17. Aquarius | Brazil | Drama

Sensual, snobbish, audacious, stubborn and intellectual, a retired music teacher – Clara, played commandingly by Sonia Braga – still likes to listen to music on Vinyl. She lives in a sea-facing apartment “Aquarius.” The plot thickens when a property dealer buys out all the flats, and all tenants clutch to the thick dough & leave, except for Clara. Clara stands stubborn, even when she is threatened, pushed to the edge of sanity. Director Filho doesn’t use the premise to simply unload his socioeconomic messages.
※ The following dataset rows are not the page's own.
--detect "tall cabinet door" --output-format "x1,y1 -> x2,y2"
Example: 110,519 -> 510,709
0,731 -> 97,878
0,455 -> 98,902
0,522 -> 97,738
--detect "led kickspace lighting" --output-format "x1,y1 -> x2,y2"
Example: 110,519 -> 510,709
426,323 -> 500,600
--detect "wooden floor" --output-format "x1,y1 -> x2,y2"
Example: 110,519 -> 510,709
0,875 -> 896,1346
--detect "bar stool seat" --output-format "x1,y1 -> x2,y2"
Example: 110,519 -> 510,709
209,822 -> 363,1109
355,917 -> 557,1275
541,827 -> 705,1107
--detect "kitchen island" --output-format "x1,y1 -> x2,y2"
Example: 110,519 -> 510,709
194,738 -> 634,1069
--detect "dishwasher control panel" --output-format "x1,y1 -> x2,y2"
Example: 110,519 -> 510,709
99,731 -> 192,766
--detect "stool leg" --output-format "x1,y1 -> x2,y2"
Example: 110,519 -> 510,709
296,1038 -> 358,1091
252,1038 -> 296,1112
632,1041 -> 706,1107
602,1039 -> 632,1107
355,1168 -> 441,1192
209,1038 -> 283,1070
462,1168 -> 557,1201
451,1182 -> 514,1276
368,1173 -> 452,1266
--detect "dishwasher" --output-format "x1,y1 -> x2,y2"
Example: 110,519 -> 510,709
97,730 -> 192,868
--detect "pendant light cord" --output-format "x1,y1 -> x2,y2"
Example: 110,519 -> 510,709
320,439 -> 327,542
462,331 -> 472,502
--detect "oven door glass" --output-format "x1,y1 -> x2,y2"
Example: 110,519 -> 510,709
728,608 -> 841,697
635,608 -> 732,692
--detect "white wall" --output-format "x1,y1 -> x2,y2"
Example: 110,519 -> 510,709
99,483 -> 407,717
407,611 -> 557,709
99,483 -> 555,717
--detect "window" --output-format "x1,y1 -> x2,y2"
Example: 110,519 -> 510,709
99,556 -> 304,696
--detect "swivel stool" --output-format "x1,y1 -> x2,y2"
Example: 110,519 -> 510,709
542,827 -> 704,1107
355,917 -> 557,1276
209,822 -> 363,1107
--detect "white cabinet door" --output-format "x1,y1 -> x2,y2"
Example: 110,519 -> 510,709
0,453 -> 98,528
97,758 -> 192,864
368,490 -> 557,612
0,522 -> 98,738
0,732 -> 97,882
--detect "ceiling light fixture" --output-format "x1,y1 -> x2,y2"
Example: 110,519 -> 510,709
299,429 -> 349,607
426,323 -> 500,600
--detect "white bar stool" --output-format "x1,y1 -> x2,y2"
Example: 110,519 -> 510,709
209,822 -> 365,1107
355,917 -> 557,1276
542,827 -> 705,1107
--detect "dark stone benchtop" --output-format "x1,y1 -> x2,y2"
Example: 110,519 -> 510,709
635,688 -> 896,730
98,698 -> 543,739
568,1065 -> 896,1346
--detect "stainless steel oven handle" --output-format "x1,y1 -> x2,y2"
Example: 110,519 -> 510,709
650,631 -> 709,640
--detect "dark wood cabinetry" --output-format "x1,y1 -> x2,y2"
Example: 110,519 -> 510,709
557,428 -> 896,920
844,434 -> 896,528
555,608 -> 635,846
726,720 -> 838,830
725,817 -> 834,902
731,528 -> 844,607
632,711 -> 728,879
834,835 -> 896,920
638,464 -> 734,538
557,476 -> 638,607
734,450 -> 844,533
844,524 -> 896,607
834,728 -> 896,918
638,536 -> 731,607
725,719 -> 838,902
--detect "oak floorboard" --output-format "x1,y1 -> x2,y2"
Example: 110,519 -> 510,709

He subtly observes Clara’s casual interactions with sons, daughters, and extended family; her quotidian activities; her desires and fear. Director Filho offers a profound personal portrait that doubles up as a political allegory. In a way, Aquarius is about people who invade and bully their way to get what they want. The parallel for this could be seen in current Brazilian politics.




16. Aloys | Switzerland | Fantasy, Drama

A loner’s catalogue, a big conformist shout in a void for his existence to satiate his introvert soul, a dream-like fantasy that cut open conscious behavioural routines, Aloys is a rare trip inside the psyche of an alienated soul, enclosed in itself. Aloys is a staggering, ambiguous clash between reality and self-created reality. The film opens with the random scenes of running tape, an empty bedroom and the lead protagonist, Adorn Aloys (Georg Friedrich), shooting the funeral of his father.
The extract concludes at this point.